ST. PAUL, Minn. (KTTC) -- Governor Mark Dayton released his $750 million bonding bill on Monday, and expanding Rochester's Mayo Civic Center is among the projects.
However, this bill requires Republican support to pass.
Rochester Republican Senators Dave Senjem and Carla Nelson say they support expanding the Mayo Civic Center, but they see some other possible problems with the governor's bonding bill.
That could be a problem for the governor because the bill needs a 3/5 majority to pass, and though Democrats control both houses of the legislature, they still don't have that much of a margin.
Rochester Republicans had one initial reaction to Governor Dayton's bonding bill.
"One concern I would say is the size," Nelson said.

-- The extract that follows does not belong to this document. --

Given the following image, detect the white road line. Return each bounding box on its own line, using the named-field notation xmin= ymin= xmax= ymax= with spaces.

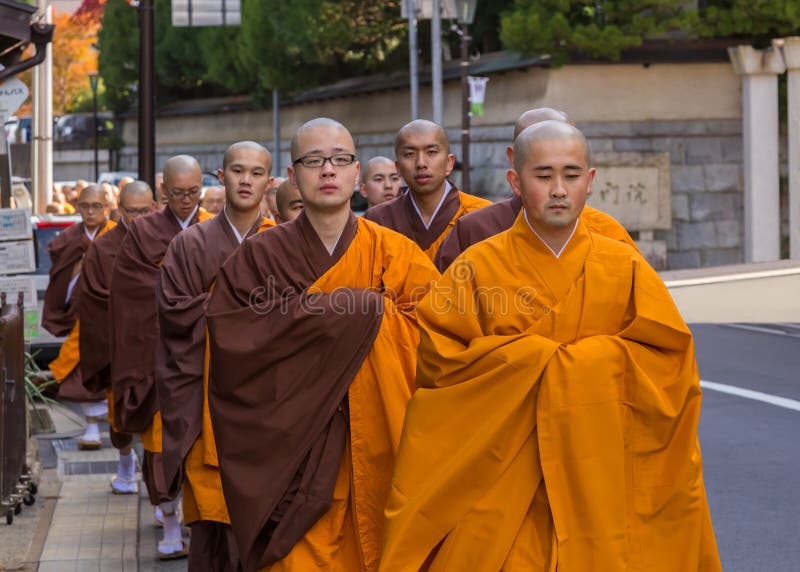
xmin=701 ymin=380 xmax=800 ymax=412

"750 is typically a bit more than we would do in a first year," Senjem said.
However, the Governor says with low interest rates and a strong construction workforce, now is the time for his 64 recommendations which also include money for RCTC and Winona State classroom renovations as well as money for Rochester to takeover Highway 63 from the state.
"Given the backlog from previous governors vetoes and from lack of legislative support the last two years there's just huge need for it," Dayton said.
But for the bill to pass, Senator Senjem says there's still plenty of work to be done on it in the legislature.
"I expect it will probably be a little less than it is now or reconfigured in some form," Senjem said.
Senator Nelson says the state has some other business to sort out first.
"We have to vote for a budget first," Nelson said. Then we can talk about bonding."
When it comes down to what needs to go from the bill, both senators have a pretty clear indication.
"There's some things in there that would just give me heartburn like a sculpture garden certainly," Nelson said. "I think there's funding in there for a ski chalet."
"There are other projects in there that deal with ski chalets and sculpture gardens," Senjem said.
While the Senators both agree work needs to be done on the bill, they say they still hope to see money for the Mayo Civic center in the final version.
After fighting for that money last summer, Senjem says it shouldn't have taken this long.
"We could have had this done frankly six months ago," Senjem said.
The governor's bonding recommendations allocate $35 million to expand the Mayo Civic Center.
The biggest single expense in the governor's recommendations goes right into the capitol building -- $109 million on continued restorations.